Every time I watch a Nicolas Roeg, I always find it hard to put it into words. "Cold Heaven" falls somewhere in the latter end of his work, but still it manages to hold your attention because of its unusually haunting and broad ambiance. The unique handling of the metaphoric premise (lifted off Brian Moore's novel) seems to shift back and forth amongst many different moody fields (thriller, supernatural) to eventually play out like a spiritual journey of religious faith, guilt, fate, and redemption. Everything about it works off one's emotions and seldom thoughts, which go on to feel like a ponderously obsessive dream full of miracles. What starts off like torment due to infidelity can suddenly turn into relief, and it shows love doesn't have any boundaries. What seems like an enigmatic and fractured structure to begin with eventually is answered. But I was less impressed and satisfied with the revelation, and the final 10 minutes or so.

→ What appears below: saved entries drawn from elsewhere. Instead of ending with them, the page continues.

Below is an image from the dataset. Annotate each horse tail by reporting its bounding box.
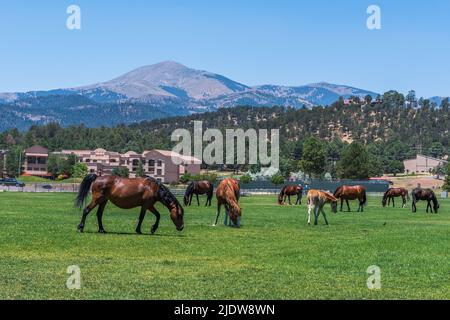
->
[75,173,98,208]
[362,188,367,206]
[208,183,214,197]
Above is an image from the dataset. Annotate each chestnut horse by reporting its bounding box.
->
[382,188,409,208]
[334,185,367,212]
[307,190,338,225]
[278,185,303,205]
[184,180,214,207]
[411,188,439,213]
[75,174,184,234]
[213,178,241,228]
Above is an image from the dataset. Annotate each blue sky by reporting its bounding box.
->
[0,0,449,97]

Roeg's sensual visual style and steady pace has a sterile, but brooding air that seductively pulls you in. His filming techniques like crosscutting editing of the surreal flashbacks and visions can get jaded, but only adds the blurry nature of what to believe. Even the monologues of Russell's character's inner thoughts are well done and at times can really alienate. Dim composition, shading and lighting is pulled of admirably well in displaying a darkly stark atmosphere. The set pieces provide symbolic traits and within the beautiful images are also eerie currents. The exquisite and ever-changing backdrop that's on show is handsomely framed by Francis Kenny's glossy photography. Stanley Myers' bold music score is a oddly lingering mixture of spicy and light n' breezy cues. The performances are strikingly inspired. Theresa Russell is amazing in a very demanding multi-facet role. Mark Harmon and James are equally fine with complex portrayals. There's also highly capable support in the likes of Will Patton, Julie Carmen, Talia Shire and Seymour Cassel.

Not one of his greatest, but an interestingly flawed piece nonetheless.